You will face the "CAP" theorem problem. You cannot have consistency, availability and partition-tolerance at the same time.
DRBD / MySQL HA relies on synchronous replication at the block device level. This is fine while both nodes are available, or if one suffers a temporary fault, is rebooted etc, then comes back. The problems start when you get a network partition.
Network partitions are extremely likely when you're running at two datacentres. Essentially, neither party can distinguish a partition from the other node failing. The secondary node doesn't know whether it should take over (the primary has failed) or not (the link is gone).
While your machines are in the same location, you can add a secondary channel of communication (typically a serial cable, or crossover ethernet) to get around this problem - so the secondary knows when the primary is GENUINELY down, and it's not a network partition.
The next problem is performance. While DRBD can give decent** performance when your machines have a low-latency connection (e.g. gigabit ethernet - but some people use dedicated high speed networks), the more latency the network has, the longer it takes to commit a transaction***. This is because it needs to wait for the secondary server (when it's online) to acknowledge all the writes before saying "OK" to the app to ensure durability of writes.
If you do this in different datacentres, you typically have several more milliseconds latency, even if they are close by.
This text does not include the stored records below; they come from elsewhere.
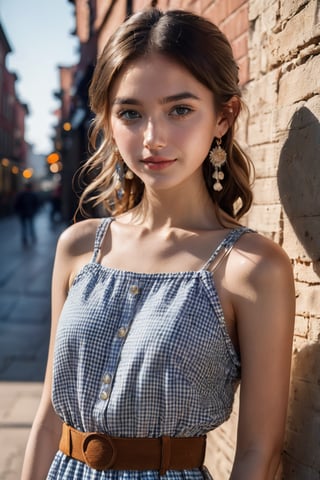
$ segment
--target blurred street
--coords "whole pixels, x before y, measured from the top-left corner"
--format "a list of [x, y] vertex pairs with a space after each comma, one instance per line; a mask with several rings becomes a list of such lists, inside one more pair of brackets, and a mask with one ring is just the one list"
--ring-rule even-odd
[[19, 480], [40, 399], [50, 333], [53, 260], [63, 224], [44, 207], [37, 242], [23, 246], [17, 217], [0, 219], [0, 480]]

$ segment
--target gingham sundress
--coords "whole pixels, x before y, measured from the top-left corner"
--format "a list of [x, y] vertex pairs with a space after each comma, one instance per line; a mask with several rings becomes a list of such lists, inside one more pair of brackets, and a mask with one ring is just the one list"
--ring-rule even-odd
[[[52, 401], [81, 431], [125, 437], [204, 435], [227, 420], [240, 362], [209, 266], [249, 229], [232, 230], [199, 271], [135, 273], [93, 257], [70, 288], [59, 320]], [[200, 480], [205, 469], [167, 471]], [[97, 471], [58, 451], [50, 480], [155, 480], [158, 471]]]

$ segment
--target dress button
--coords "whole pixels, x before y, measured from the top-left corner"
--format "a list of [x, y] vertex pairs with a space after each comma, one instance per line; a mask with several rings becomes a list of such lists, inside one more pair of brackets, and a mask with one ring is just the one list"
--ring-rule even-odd
[[138, 287], [138, 285], [131, 285], [130, 293], [131, 295], [138, 295], [138, 293], [140, 293], [140, 288]]
[[108, 385], [109, 383], [111, 383], [111, 375], [109, 375], [109, 373], [106, 373], [104, 375], [104, 377], [102, 378], [102, 381], [103, 381], [103, 383]]
[[127, 335], [128, 329], [126, 327], [120, 327], [118, 330], [118, 337], [123, 338]]
[[110, 397], [110, 393], [106, 392], [105, 390], [100, 393], [101, 400], [108, 400], [109, 397]]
** Still much slower than a decent local IO controller
*** You cannot use MyISAM for a high availability DRBD system because it doesn't recover properly/ automatically from an unclean shutdown, which is required during a failover.
Best Answer
Many organizations deal with this challenge. There are a number of standard approaches:
In certain circumstances, you might have a dynamic site that isn't edited very often. Rather than continuous database replication, you might take a snapshot approach. This would involve making frequent backups, copying them to the remote server, and restoring them on a schedule.